The homeless and transient—those described by one St. Paul health official as belonging to the “lower world”—were among the first be singled out for coerced vaccination. Raids on Twin Cities lodging houses, dingy buildings packed with low-wage working men, became increasingly common. When a smallpox case was discovered at lodging house on South Washington Avenue in Minneapolis, a phalanx of city health workers moved in and “thoroughly fumigated and vaccinated” all lodgers, while police guarded the doors “to prevent exit or egress.” In this and other similar cases, health authorities got around restrictions on forced vaccination by threatening forced quarantines.

Recent immigrants were also subjected to early and uncompromising vaccination. In early 1901, the neighborhood known as Little Italy on St. Paul’s upper levee found itself under a “state of siege” when a child there was diagnosed with the most virulent strain of smallpox. In explaining the need to strictly enforce vaccination in the community, the St. Paul Globe explained that the residents of Little Italy were “clannish” and “little given to the most ordinary rules of cleanliness.”

Communities of color were likewise targeted with heavy-handed treatment during the epidemic. In northern Minnesota, federal authorities threatened to withhold treaty payments to members of the White Earth Nation of Ojibwe if they did not get vaccinated. In Minneapolis, health officials raided an African American social club on Hennepin Avenue and prevented all members from leaving until they submitted to vaccination. These were not isolated incidents.

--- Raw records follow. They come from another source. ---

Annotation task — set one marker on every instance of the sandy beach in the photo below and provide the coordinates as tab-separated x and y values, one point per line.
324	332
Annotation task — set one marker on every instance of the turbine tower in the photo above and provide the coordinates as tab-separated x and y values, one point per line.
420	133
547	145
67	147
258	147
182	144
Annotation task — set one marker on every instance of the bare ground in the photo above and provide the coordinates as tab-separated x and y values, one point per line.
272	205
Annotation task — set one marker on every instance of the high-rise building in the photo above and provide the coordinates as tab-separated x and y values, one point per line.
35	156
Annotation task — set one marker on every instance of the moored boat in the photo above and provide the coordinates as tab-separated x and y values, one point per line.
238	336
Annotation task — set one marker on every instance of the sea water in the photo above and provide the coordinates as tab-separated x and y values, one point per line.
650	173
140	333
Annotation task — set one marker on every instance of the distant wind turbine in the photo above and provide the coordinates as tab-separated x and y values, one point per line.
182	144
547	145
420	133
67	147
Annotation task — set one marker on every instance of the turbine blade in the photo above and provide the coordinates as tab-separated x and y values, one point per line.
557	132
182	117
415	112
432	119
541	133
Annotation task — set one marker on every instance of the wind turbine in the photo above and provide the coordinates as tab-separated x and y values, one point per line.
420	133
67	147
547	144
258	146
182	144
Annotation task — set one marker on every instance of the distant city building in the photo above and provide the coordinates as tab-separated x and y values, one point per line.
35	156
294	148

Although authorities in Minneapolis acknowledged that smallpox made no distinction between toney Lowry Hill and downtrodden Bohemian Flats, they insisted it made sense to focus their attention on “poorer quarters” where the disease was most likely to spread. Such explanations provided little comfort to those who felt besieged by both disease and unequal treatment by the government.

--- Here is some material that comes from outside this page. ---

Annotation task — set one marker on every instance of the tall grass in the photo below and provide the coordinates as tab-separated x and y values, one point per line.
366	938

This is not to say the inequities that surfaced during Minnesota’s mostly-forgotten turn-of-the-century smallpox epidemic can explain away the wariness that some people now have about the COVID-19 vaccine. Too many things have changed since the early 1900s to draw clear parallels. For one thing, there was no formal process to ensure the safety and efficacy of vaccines back then. Now there is. Beyond that, we have little reason to suspect that our current local, state, or federal authorities will stoop to forcing or coercing or anyone to take the coronavirus vaccine against their will. But public health missteps, no matter how infrequent or dated, add up in the collective memory. We should keep that in mind. It’s no surprise that some people think twice before saying yes to the latest vaccine.